The heathen were the ruling race, descended from Ishmael, the bastard son of Abraham (Ibrahim), the real sons of the desert, full of animal life and energy. They had their sanctuary in the Kaaba at Mecca, which attracted annually large numbers of pilgrims long before Mohammed.
The Jews, after the destruction of Jerusalem, were scattered in Arabia, especially in the district of Medina, and exerted considerable influence by their higher culture and rabbinical traditions.
The Christians belonged mostly to the various heretical sects which were expelled from the Roman empire during the violent doctrinal controversies of the fourth and fifth centuries. We find there traces of Arians, Sabellians, Ebionites, Nestorians, Eutychians, Monophysites, Marianites, and Collyridians or worshippers of Mary. Anchorets and monks settled in large numbers in Wady Feiran around Mount Serbal, and Justinian laid the foundation of the Convent of St. Catharine at the foot of Mount Sinai, which till the year 1859 harbored the oldest and most complete uncial manuscript of the Greek Scriptures of both Testaments from the age of Constantine. But it was a very superficial and corrupt Christianity which had found a home in those desert regions, where even the apostle Paul spent three years after his conversion in silent preparation for his great mission.
These three races and religions, though deadly hostile to each other, alike revered Abraham, the father of the faithful, as their common ancestor. This fact might suggest to a great mind the idea to unite them by a national religion monotheistic in principle and eclectic in its character. This seems to have been the original project of the founder of Islâm.

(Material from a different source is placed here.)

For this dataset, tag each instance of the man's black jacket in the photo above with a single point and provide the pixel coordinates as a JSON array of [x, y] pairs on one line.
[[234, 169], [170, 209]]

It is made certain by recent research that there were at the time and before the call of Mohammed a considerable number of inquirers at Mecca and Medina, who had intercourse with Eastern Christians in Syria and Abyssinia, were dissatisfied with the idolatry around them, and inclined to monotheism, which they traced to Abraham. They called themselves Hanyfs, i.e. Converts, Puritans. One of them, Omayah of Tâif, we know to have been under Christian influence; others seem to have derived their monotheistic ideas from Judaism. Some of the early converts of Mohammed as, Zayd (his favorite slave), Omayab, or Umaijah (a popular poet), and Waraka (a cousin of Chadijah and a student of the Holy Scriptures of the Jews and Christians) belonged to this sect, and even Mohammed acknowledged himself at first a Hanyf.148148 Sprenger I. 45: ”Die bisher unbekannt gebliebenen Hanyfen waren die Vorläufer des Mohammad. Er nennt sich selbst einen Hanyf, und während der ersten Periode seines Lehramtes hat er wenig anderes gethan, als ihre Lehre bestätigt.” Waraka, it is said, believed in him, as long as he was a Hanyf, but then forsook him, and died a Christian or a Jew.149149 According to Sprenger, I. 91 sqq., he died a Christian; but Deutsch, l.c., p. 77, says: “Whatever Waraka was originally, he certainly lived and died a Jew.” He infers this from the fact that when asked by Chadijah for his opinion concerning Mohammed’s revelations, he cried out: ”Koddus! Koddus! (i.e., Kadosh, Holy). Verily this is the Namus (i.e., νόμος, Law) which came to Moses. He will be the prophet of his people.”
Mohammed consolidated and energized this reform-movement, and gave it a world-wide significance, under the new name of Islâm, i.e. resignation to God; whence Moslem (or Muslim), one who resigns himself to God.